Figure 1.

DNGR-1 absence delays tumor growth on Flt3L overexpression. (A, B) B16F10 and MC38 tumors were inoculated subcutaneously in the right flank of WT or Clec9a^gfp/gfp mice. Growth curves of B16F10 (A) and MC38 (B) tumors. (C) Flt3L-overexpressing B16F10 tumors were inoculated subcutaneously in the right flank of WT (black) or Clec9a^gfp/gfp (red) mice. The graphs show tumor growth kinetics. (D, E) WT and Clec9a^gfp/gfp mice were hydrodynamically injected intravenously with a plasmid encoding a secreted form of Flt3L (FL) and 1 day later they were inoculated subcutaneously with B16F10 (D) or MC38 tumors (E).

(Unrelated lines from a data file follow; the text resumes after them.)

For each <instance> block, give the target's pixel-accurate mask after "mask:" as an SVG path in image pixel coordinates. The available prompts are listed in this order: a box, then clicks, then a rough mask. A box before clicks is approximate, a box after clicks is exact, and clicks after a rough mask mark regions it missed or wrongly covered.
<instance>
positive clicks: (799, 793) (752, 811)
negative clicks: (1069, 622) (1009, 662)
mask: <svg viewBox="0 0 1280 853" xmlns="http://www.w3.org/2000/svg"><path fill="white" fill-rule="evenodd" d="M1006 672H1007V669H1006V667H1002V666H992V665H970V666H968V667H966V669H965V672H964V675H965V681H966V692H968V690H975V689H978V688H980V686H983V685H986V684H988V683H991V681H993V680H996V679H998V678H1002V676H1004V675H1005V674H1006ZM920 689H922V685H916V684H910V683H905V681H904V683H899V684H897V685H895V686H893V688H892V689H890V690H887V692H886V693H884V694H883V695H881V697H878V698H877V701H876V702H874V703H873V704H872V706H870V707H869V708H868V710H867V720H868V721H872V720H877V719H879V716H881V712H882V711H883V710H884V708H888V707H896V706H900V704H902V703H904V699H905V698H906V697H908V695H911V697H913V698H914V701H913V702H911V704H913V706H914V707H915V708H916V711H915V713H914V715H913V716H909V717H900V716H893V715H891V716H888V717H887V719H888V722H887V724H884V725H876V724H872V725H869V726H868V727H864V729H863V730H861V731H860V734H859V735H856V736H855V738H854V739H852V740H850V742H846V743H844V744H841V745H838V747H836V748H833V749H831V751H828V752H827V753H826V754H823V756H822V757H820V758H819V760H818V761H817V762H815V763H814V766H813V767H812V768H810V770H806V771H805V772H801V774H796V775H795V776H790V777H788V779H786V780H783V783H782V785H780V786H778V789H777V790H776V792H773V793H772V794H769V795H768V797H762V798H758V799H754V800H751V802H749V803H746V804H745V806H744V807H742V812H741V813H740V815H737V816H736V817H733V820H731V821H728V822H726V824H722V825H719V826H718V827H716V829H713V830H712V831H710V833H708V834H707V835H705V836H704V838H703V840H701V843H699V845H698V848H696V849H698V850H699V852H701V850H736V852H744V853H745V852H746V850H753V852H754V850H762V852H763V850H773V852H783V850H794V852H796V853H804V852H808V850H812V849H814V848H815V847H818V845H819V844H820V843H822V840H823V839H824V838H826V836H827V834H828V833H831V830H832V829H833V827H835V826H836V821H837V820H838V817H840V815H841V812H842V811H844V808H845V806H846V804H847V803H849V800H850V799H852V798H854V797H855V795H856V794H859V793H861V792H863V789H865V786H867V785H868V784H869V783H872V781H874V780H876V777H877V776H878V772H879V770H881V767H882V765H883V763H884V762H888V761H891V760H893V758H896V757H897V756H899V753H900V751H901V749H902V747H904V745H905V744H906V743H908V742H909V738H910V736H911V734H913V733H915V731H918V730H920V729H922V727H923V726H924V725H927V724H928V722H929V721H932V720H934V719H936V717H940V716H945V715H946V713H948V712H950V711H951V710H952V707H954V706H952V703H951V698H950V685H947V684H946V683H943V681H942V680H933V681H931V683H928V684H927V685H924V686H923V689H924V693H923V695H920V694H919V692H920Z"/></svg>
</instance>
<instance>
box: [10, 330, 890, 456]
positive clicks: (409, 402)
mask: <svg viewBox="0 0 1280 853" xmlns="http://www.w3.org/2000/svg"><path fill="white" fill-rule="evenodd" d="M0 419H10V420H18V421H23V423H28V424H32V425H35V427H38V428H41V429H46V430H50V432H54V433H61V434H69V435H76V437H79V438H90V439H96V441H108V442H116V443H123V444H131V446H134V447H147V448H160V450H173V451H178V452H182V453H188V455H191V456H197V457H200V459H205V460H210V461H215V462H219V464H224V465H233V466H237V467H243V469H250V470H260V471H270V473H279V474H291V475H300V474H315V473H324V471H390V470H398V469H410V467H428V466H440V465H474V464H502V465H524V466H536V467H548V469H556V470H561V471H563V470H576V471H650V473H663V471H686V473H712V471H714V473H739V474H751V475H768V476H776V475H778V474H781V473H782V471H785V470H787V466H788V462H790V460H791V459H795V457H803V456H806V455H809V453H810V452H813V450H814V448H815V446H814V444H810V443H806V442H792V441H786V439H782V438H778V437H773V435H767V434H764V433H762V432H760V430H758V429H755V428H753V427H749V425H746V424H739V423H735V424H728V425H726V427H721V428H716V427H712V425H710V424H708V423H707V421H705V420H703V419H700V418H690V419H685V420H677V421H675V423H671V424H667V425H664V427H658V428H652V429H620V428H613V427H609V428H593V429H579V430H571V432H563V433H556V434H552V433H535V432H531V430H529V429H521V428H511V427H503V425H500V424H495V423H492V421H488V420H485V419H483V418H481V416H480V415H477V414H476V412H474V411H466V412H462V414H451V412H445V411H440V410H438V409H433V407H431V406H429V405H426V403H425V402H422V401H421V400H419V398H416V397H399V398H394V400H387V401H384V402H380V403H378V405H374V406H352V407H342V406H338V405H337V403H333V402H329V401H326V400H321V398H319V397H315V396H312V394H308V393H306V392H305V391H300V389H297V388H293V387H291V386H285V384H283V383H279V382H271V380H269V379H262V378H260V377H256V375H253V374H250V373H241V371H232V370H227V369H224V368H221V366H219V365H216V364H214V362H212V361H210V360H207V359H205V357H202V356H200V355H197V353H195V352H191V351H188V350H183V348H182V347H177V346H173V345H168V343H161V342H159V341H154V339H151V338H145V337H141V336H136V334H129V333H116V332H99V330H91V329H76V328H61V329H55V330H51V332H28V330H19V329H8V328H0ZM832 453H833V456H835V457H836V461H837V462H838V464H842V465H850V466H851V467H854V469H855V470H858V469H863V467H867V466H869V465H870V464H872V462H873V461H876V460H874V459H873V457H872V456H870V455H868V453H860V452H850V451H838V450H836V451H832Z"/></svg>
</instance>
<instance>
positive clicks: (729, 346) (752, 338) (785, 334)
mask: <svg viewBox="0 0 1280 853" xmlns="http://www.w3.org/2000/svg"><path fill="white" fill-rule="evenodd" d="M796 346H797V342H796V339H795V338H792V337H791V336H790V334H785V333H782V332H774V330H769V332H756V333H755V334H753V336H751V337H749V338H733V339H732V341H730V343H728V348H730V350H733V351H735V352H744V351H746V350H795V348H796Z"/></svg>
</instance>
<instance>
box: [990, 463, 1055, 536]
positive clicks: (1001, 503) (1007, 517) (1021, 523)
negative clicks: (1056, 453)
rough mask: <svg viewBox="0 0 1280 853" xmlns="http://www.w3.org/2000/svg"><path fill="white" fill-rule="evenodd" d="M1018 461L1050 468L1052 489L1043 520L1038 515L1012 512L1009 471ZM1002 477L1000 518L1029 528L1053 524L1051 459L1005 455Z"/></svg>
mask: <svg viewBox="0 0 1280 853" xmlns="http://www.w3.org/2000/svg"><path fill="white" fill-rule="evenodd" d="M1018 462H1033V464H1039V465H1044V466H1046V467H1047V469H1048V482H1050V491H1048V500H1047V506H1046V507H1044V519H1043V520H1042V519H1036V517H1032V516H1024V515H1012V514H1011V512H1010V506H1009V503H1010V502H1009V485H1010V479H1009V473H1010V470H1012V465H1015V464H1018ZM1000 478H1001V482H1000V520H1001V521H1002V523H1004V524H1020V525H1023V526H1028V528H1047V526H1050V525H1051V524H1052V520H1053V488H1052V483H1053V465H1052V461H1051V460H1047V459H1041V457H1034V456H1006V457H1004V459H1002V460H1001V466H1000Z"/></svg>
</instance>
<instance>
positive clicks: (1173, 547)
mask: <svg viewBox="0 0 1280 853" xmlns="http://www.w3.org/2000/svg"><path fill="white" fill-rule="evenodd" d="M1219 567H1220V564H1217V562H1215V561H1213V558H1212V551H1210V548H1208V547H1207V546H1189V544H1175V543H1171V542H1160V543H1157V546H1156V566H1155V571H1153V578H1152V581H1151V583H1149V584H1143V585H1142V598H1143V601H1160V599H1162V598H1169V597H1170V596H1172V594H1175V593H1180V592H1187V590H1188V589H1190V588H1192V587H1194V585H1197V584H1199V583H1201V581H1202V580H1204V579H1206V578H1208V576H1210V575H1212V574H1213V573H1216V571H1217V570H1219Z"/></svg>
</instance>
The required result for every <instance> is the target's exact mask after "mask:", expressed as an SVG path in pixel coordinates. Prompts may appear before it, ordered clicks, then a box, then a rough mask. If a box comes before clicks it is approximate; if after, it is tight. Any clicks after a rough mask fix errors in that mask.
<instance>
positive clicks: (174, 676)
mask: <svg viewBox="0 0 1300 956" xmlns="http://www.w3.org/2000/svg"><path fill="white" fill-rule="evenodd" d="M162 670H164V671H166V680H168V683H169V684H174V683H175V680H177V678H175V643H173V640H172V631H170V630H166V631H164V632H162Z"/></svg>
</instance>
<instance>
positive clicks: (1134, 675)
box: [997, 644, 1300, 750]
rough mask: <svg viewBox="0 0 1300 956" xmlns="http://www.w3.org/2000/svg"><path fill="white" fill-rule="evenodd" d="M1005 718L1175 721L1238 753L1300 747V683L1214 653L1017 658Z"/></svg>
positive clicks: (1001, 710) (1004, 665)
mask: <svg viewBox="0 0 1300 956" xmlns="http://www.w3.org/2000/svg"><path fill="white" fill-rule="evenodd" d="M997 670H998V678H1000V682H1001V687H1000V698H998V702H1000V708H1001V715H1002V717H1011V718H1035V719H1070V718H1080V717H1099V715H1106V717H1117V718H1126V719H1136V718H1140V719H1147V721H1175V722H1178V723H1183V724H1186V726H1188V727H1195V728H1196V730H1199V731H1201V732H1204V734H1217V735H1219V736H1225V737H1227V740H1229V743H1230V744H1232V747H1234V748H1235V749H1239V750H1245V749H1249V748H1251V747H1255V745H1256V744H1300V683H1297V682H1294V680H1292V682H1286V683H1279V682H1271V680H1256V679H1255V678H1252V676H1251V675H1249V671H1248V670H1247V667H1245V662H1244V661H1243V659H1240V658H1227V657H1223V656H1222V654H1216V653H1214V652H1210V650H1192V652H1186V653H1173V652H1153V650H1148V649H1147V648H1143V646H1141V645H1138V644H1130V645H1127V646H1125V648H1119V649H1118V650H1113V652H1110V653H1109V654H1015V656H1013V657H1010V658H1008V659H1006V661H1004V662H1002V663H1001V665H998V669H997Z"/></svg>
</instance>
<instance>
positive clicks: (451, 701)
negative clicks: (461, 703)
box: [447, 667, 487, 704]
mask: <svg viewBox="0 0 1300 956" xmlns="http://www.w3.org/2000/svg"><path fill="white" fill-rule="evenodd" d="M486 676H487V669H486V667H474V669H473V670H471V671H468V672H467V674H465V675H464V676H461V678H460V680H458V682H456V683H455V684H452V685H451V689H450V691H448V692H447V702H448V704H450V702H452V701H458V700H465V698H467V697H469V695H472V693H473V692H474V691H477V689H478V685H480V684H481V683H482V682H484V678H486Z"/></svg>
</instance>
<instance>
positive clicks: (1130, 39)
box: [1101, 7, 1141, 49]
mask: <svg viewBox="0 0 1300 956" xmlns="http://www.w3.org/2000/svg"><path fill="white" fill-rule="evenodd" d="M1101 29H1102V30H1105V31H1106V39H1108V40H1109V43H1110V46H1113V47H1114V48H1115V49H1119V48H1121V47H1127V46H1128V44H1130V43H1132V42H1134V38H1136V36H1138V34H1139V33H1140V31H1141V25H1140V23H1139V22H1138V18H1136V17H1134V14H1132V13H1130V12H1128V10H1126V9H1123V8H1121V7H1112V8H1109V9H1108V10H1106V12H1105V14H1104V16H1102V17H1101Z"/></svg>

Tumor growth is depicted. (F, G) Tumor growth of B16F10 (F) and MC38 (G) tumors inoculated subcutaneously into WT mice pretreated with FL hydrodynamic injection and receiving intraperitoneal DNGR-1-blocking antibodies (red) or an isotype control (black) at days 5, 7, 9 and 12 of tumor development. (A) Pool of two independent experiments, with n=10 per group. (B) Pool of three independent experiments (n=19 for WT mice and n=20 for Clec9a^gfp/gfp mice). (C) Pool of two independent experiments, with n=10 per group. (D) Pool of three independent experiments with n=24 for WT mice and n=26 for Clec9a^gfp/gfp mice. (E) Pool of two experiments with n=10 for WT mice and n=9 for Clec9a^gfp/gfp mice. (E, G) Numbers following experimental groups indicate number of complete rejections/total number of mice in the experiment. (F) Pool of three experiments with n=22 for mice receiving isotype control and n=24 for mice treated with anti-DNGR-1. (G) Pool of three experiments with n=20 for mice receiving isotype control and n=21 for mice receiving anti-DNGR-1-blocking antibodies. (A–G) Statistical significance was assessed by two-way analysis of variance. All data are shown as mean±SEM. *p<0.05, **p<0.01 and ***p<0.001. WT, wild type.